Major donors so far include Blue Meridian partners, an anti-poverty philanthropy; and Google.org, Google’s philanthropic wing. Google.org, Google CEO Sundar Pichai, and Flourish Ventures jointly donated $3 million to the fund on April 14. Public figures are also donating, including Ariana Grande, Stacey Abrams, Andrew Yang, and Stephen Colbert.
Project 100 is being run by three groups: Propel, a financial technology startup that helps the recipients of food aid in the U.S. manage their SNAP benefits, is running the application process. Educational nonprofit Stand for Children is working with recipients directly, and GiveDirectly, a nonprofit focused on direct cash donations to the needy, which has primarily operated in the developing world, is running the fundraising and distributing some of the funds through a partnership with PayPal.

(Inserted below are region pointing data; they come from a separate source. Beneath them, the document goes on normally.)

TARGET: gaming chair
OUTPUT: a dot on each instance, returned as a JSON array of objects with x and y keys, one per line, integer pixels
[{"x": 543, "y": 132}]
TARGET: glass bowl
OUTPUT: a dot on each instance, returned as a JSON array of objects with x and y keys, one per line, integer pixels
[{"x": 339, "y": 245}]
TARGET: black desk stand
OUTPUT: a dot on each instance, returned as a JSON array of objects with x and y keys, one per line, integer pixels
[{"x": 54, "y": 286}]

The program will impact only a tiny portion of the most needy families in America. While the goal of Project 100 is to send assistance to 100,000 families, more than 38 million Americans received SNAP benefits in 2019 alone—a number that is likely to climb dramatically in 2020.

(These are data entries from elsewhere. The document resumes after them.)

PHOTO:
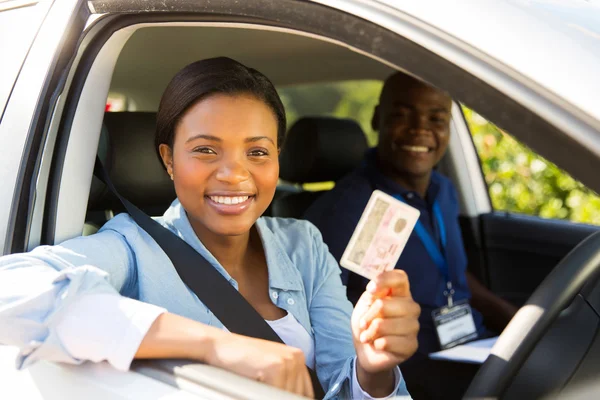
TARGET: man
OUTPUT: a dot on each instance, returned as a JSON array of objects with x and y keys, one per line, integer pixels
[{"x": 413, "y": 121}]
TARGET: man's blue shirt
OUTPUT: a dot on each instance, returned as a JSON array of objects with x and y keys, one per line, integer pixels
[{"x": 337, "y": 212}]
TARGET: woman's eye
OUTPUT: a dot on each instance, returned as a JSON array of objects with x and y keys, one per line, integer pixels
[
  {"x": 204, "y": 150},
  {"x": 258, "y": 153}
]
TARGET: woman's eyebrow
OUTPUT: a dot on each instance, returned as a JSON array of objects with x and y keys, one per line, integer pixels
[
  {"x": 203, "y": 136},
  {"x": 257, "y": 138}
]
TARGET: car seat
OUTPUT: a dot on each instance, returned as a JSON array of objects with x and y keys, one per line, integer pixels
[{"x": 317, "y": 149}]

Applications for the program will be offered to users of FreshEBT, Propel’s benefits-management app. A random selection of users who meet certain unemployment criteria will be invited to apply. Some of the Project 100 funds will be earmarked by geography—$2 million of Google’s donation, for example, will go to families in San Francisco.
Propel has run user surveys showing just how direly needed the extra help is. According to Propel CEO Jimmy Chen, 7 out of every 8 EBT recipients with a job on March 1 had their hours cut dramatically or lost their positions entirely. Meanwhile, only one third of the app’s users have received a government stimulus payment. The other two thirds, Chen says, likely either didn’t file 2019 taxes or don’t have a bank account for the IRS to deposit funds into.
Those delayed checks could have dire consequences for those living at the economic margins, and mirror massive failures in the U.S. unemployment system and small business emergency loan programs. Project 100 is working to make receiving payments easier, in a way that might serve as a future model for the government: Recipients can receive their funds via a Moneygram redemption code or deposit into a PayPal account.